PUYO PUYO
SUN 64 Ci sono giochi in cui devi
misurare la tua abilità psicomotoria effettuando rotazioni dello stick, premendo in modo
forsennato il pulsante di fuoco oppure alternando i passi su di un tappetino per dancing
games. Ma ve ne sono altri in cui i movimenti del joystick contano relativamente per
via della loro semplicità di fondo, che prevede giusto lo spostamento laterale della
croce direzionale con singoli colpi al tasto di fuoco. Puyo Puyo Sun 64 rientra
in questa seconda categoria di videogiochi in cui ciò che serve è il colpo d'occhio e
una certa elaborazione cerebrale, sebbene sia sempre presente una dose di casualità che
fa tanto "coin op". Tutti conoscono Puyo Puyo, a ogni modo. Tutti sanno che,
almeno una versione del titolo Compile, è disponibile per qualsiasi piattaforma a 16, 32
e 128 bit, e che tutto sommato le meccaniche proposte sono rimaste le stesse dalle prime
versioni per Megadrive ed MSX. Sul Nintendo 64 non potevamo allora attenderci rivoluzioni
di qualche natura, e così è stato, giacchè il titolo si ripresenta sostanzialmente
immutato dal precedente capitolo uscito per Saturn.

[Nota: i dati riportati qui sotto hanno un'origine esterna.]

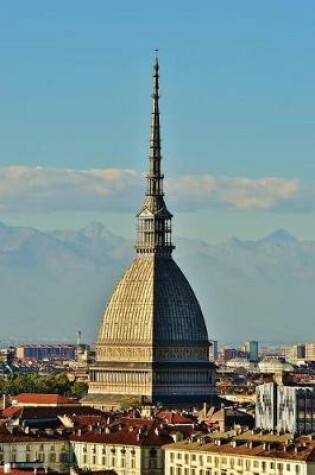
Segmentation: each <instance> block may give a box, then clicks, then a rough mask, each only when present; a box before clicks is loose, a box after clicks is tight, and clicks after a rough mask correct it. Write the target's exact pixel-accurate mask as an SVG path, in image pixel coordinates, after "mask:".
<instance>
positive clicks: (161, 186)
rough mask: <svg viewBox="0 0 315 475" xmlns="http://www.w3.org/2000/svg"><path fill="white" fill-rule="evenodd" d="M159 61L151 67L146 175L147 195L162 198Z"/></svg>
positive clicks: (146, 193) (157, 57) (159, 68)
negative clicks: (149, 132)
mask: <svg viewBox="0 0 315 475" xmlns="http://www.w3.org/2000/svg"><path fill="white" fill-rule="evenodd" d="M159 69H160V66H159V60H158V57H156V59H155V64H154V67H153V91H152V99H153V104H152V117H151V138H150V155H149V160H150V170H149V173H148V174H147V192H146V194H147V195H152V196H157V195H161V196H163V178H164V177H163V175H161V159H162V157H161V130H160V109H159V98H160V96H159Z"/></svg>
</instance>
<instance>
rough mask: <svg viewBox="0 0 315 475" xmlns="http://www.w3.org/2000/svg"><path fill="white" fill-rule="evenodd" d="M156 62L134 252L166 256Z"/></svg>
mask: <svg viewBox="0 0 315 475" xmlns="http://www.w3.org/2000/svg"><path fill="white" fill-rule="evenodd" d="M159 69H160V65H159V60H158V57H156V59H155V63H154V66H153V91H152V100H153V104H152V115H151V136H150V151H149V171H148V173H147V175H146V181H147V185H146V192H145V200H144V206H143V208H142V209H141V210H140V211H139V213H138V214H137V218H138V240H137V244H136V250H137V253H138V254H140V255H143V254H157V255H160V256H164V257H165V256H166V257H169V256H170V255H171V253H172V251H173V249H174V246H173V244H172V242H171V219H172V214H171V213H170V212H169V210H168V209H167V207H166V204H165V202H164V192H163V179H164V175H163V174H162V172H161V160H162V156H161V127H160V110H159V98H160V96H159V77H160V76H159Z"/></svg>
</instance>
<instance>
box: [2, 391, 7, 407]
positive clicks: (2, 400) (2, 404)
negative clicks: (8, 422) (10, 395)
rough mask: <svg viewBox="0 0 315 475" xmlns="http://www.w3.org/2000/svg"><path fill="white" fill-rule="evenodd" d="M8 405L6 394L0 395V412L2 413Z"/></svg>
mask: <svg viewBox="0 0 315 475" xmlns="http://www.w3.org/2000/svg"><path fill="white" fill-rule="evenodd" d="M7 405H8V396H7V395H6V394H3V395H2V410H3V411H4V410H5V408H6V407H7Z"/></svg>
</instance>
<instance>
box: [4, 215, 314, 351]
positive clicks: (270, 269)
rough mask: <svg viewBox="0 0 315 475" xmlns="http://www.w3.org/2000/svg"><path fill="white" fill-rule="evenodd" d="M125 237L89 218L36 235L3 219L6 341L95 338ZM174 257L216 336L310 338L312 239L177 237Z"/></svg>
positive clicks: (126, 262)
mask: <svg viewBox="0 0 315 475" xmlns="http://www.w3.org/2000/svg"><path fill="white" fill-rule="evenodd" d="M133 255H134V251H133V249H132V245H131V243H130V242H129V241H128V240H126V239H123V238H121V237H119V236H117V235H115V234H114V233H112V232H110V231H108V230H107V229H106V228H105V227H104V226H103V225H102V224H100V223H97V222H94V223H92V224H90V225H89V226H87V227H85V228H84V229H80V230H76V231H68V230H56V231H53V232H42V231H39V230H36V229H32V228H27V227H13V226H7V225H5V224H3V223H0V282H1V285H0V302H1V305H0V314H1V333H0V335H1V337H0V340H2V342H4V341H25V342H26V341H28V342H30V341H34V342H35V341H46V342H47V341H74V340H75V336H76V331H77V330H78V329H80V330H81V331H82V334H83V338H84V339H85V340H86V341H87V342H92V341H93V340H94V339H95V335H96V334H97V331H98V328H99V323H100V318H101V315H102V312H103V310H104V307H105V304H106V301H107V299H108V297H109V295H110V293H111V291H112V289H113V286H114V285H115V283H116V282H117V280H118V279H119V277H120V275H121V274H122V273H123V271H124V269H125V268H126V266H127V265H128V263H129V262H131V260H132V258H133ZM174 258H175V260H176V261H177V263H178V264H179V265H180V266H181V268H182V270H183V271H184V273H185V275H186V276H187V278H188V280H189V281H190V283H191V285H192V287H193V289H194V290H195V292H196V295H197V297H198V299H199V301H200V304H201V306H202V309H203V312H204V315H205V319H206V322H207V326H208V330H209V336H210V338H212V339H218V340H221V341H242V340H247V339H257V340H259V341H269V342H271V341H307V340H308V341H312V340H314V339H315V335H314V336H313V335H312V331H311V329H312V325H313V321H314V291H315V242H313V241H298V240H297V239H295V238H294V237H293V236H292V235H291V234H289V233H288V232H287V231H285V230H277V231H275V232H274V233H272V234H271V235H269V236H267V237H265V238H263V239H259V240H257V241H241V240H239V239H237V238H233V239H231V240H229V241H226V242H223V243H220V244H209V243H206V242H204V241H198V240H187V239H178V240H177V249H176V251H175V253H174Z"/></svg>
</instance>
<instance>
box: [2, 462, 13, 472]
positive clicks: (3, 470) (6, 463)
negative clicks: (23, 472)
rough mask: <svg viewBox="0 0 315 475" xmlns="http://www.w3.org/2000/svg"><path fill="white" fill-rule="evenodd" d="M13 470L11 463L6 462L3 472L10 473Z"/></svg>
mask: <svg viewBox="0 0 315 475" xmlns="http://www.w3.org/2000/svg"><path fill="white" fill-rule="evenodd" d="M10 472H11V464H10V463H5V464H4V465H3V473H10Z"/></svg>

Per quanto siano note alla stragrande maggioranza dei
videogiocatori, pensiamo che le meccaniche alla base della giocabilità della opera
Compile meritino un dovuto riepilogo, se non altro per accontentare chi del gioco non sa
nulla. Vi sono allora queste gelatine tondeggianti che cadono a coppie dall'alto dello
schermo, aventi colori diversi, e nostro compito sarà quello di allinearle ad altre dello
stesso colore, in modo da "fonderle" in quattro "puyo" e farle
scomparire. Premendo il pulsante potremo ruotarle in modo da creare i giusti incastri una
volta adagiatesi alla base dello schermo, e dovremo altresì essere abili nel prevedere le
diversioni dopo ogni cancellazione; se è vero che le reazioni a catena sono mosse da un
consistente effetto di casualità, è allo stesso modo innegabile che siano proprio le
cancellazioni multiple a decretare o meno i nostri successi. La schermata è divisa in
due: da una parte ci siamo noi, dall'altra il nostro sfidante, che può essere
computerizzato o umano, ed è su questo dualismo da picchiaduro che si andrà avanti a
suon di "mazzate", nell'intento di riempire la schermata opposta della
immondizia che produrremo a ogni gelatina eliminata. La battaglia si gioca sui nervi,
visto che capiterà spesso di ritrovarsi sommersi di ostacoli di ogni foggia proprio
quando si era in procinto creare una reazione a catena monumentale, di quelle che ne basta
una per costruirsi una vittoria. Molte le amicizie destinate e finire, giocando a Puyo
Puyo 64....
A vantaggio della produzione Compile vi è un elevato
numero di personaggi selezionabili; ben 19, si faranno garanti di un processo di
diversificazione delle strategie abbastanza radicale, visto che ognuno possiede un suo
personalissimo metodo di "invasione". Potremo inizialmente divertirci nel
testarli tutti per decretare quale si adatti maggiormente al nostro stile di gioco, al
fine di umiliare un amico appositamente scelto come vittima sacrificale. Tornando alla
conformazione del titolo, l'unica novità riscontrabile riguarda un elemento di gioco
apparentemente estraneo, ossia il sole: vedendo cadere un pezzo che ne abbia la forma,
esso potrà fungere da detonatore per le gelatine attigue che portassero simmetricamente
lo stesso colore. Naturalmente gli effetti sono devastanti, ma comunque proporzionati alla
effettiva difficoltà di "performazione" di tale movenza. Esteticamente, come da
tradizione Compile, il lavoro svolto è più che buono. Potremo osservare degli sfondi
generalmente coloratissimi, che ispirano quella allegria concettuale dei puzzle game nipponici,
un character design eccellente, che alterna figure in super deformed a
sinuose illustrazioni manga, e infine la velocità con cui le gelatine occhiute
si muovono, creando quella cadenza di frenesia indispensabile alla determinazione
stilistica del franchise. Il sonoro non è da meno, come era ovvio prevedere, e
sebbene scremato della nitidezza digitale della versione Saturn, che possedeva il
vantaggio del supporto CD, si difende piuttosto bene nella musicalità tondeggiante delle
musiche, nonchè per degli effetti di pregevole fattura. Un titolo da avere, questo Puyo
Puyo 64, se vi siete persi una delle precedenti versioni e state cercando un puzzle
game longevo e impegnativo. Ma se già possedete uno o più titoli della saga non
sarebbe male risparmiare i soldini per qualcosa di più originale.